"Duurzaam eten en mijn buurman niet? Dan lijk ik wel gek!"
De constatering dat het voedselbeleid om moet is niet nieuw. De WRR publiceerde in 2013 al het rapport 'Naar een voedselbeleid', waarin grofweg dezelfde conclusies staan. De vraag is hoe die transitie gaat plaatsvinden. Er is een sterke beweging om alle voeding gerelateerde onderwerpen in een ministerie van voedsel samen te brengen. Dat klinkt mooi, omdat er samenhang gecreëerd wordt tussen landbouw, consumptie van voeding, gezondheid, duurzaamheid, ontwikkelingssamenwerking en milieu. Een samenhangend beleid is wat er nodig is, maar welk mandaat krijgt zo'n ministerie ten opzichte van bijvoorbeeld economische zaken en sociale zaken?
Uiteindelijk moeten er harde keuzes gemaakt worden. Nederland is exportland nummer twee van voeding met een waarde van 88 miljard euro. Maar wat zijn de afgewentelde kosten van die mooie exportcijfers? Hoeveel miljarden aan CO2-uitstoot, aan ongezondheid, verlies van biodiversiteit en bodemvruchtbaarheid kleven aan die klinkende cijfers? Het RIVM rapport geeft deels antwoord op die vragen. Er valt veel te besparen als we minder vlees eten. Omdat niemand verdient aan 'minder' grijpt de overheid nog steeds niet in.

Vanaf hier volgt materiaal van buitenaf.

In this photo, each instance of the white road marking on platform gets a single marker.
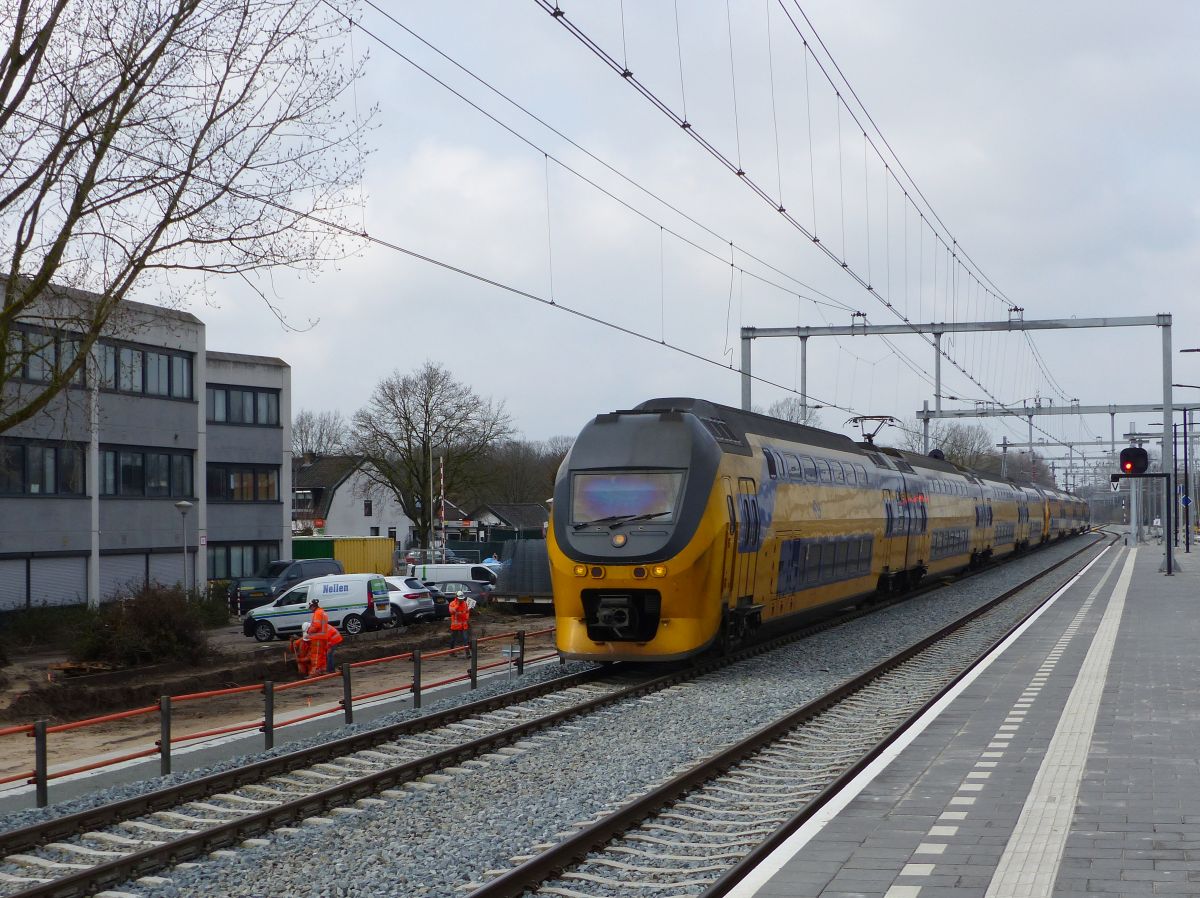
(1030, 863)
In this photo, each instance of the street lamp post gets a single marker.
(184, 507)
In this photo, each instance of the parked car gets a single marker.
(353, 602)
(441, 600)
(439, 573)
(273, 580)
(409, 600)
(477, 590)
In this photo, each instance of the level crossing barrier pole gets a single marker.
(417, 677)
(165, 736)
(474, 663)
(41, 768)
(268, 716)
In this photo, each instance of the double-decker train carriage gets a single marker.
(683, 522)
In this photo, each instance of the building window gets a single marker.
(132, 473)
(157, 366)
(243, 405)
(129, 376)
(129, 369)
(157, 468)
(244, 483)
(234, 560)
(39, 468)
(40, 354)
(136, 472)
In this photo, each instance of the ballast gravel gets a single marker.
(439, 839)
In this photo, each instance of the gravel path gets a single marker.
(438, 837)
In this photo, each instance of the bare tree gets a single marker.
(967, 444)
(318, 433)
(413, 420)
(149, 136)
(791, 408)
(523, 470)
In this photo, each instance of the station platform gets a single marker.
(1069, 765)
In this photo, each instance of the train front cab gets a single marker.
(641, 537)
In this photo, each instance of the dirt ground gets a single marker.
(235, 660)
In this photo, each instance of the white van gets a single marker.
(437, 573)
(353, 602)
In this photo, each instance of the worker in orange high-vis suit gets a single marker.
(301, 647)
(460, 621)
(318, 627)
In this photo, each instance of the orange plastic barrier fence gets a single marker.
(105, 719)
(17, 777)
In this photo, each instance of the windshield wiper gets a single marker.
(615, 520)
(647, 516)
(610, 519)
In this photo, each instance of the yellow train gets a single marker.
(683, 524)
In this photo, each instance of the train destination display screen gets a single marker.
(624, 495)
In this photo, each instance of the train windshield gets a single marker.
(625, 494)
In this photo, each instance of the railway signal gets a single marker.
(1134, 460)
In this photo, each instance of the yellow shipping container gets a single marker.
(365, 555)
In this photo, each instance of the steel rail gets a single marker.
(531, 874)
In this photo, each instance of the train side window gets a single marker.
(772, 468)
(813, 569)
(793, 467)
(810, 468)
(798, 562)
(851, 546)
(839, 563)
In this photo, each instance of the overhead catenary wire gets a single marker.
(731, 165)
(805, 289)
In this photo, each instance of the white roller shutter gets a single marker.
(58, 581)
(168, 569)
(12, 584)
(118, 573)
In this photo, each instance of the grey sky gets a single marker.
(1056, 141)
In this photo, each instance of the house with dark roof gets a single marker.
(525, 519)
(333, 495)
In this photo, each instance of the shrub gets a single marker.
(155, 623)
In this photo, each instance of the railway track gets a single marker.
(702, 830)
(96, 849)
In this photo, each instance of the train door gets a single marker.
(749, 537)
(729, 566)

Collectief belang staat tegenover individueel belang en daarin wordt ook nog hardop gedacht dat de consument er geen 'last' van mag hebben. "Ik" wil nu blijven eten wat ik voor de laagste prijs kan krijgen. "Wij" willen later ook nog kunnen genieten van natuur en schaatsen op bevroren sloten, maar dat is voor later en voor anderen. En bovendien, als ik wel duurzaam eet en mijn buurman niet, dan lijk ik wel gek.
Er is maar één oplossing en dat is het voorop zetten van de onbetaalbare waarden van gezondheid, dierenwelzijn, milieu, biodiversiteit, bodemvruchtbaarheid. Hiervoor moet een billijke, echte prijs van het product de norm worden. En het is al te koop in de winkel: biologische voeding.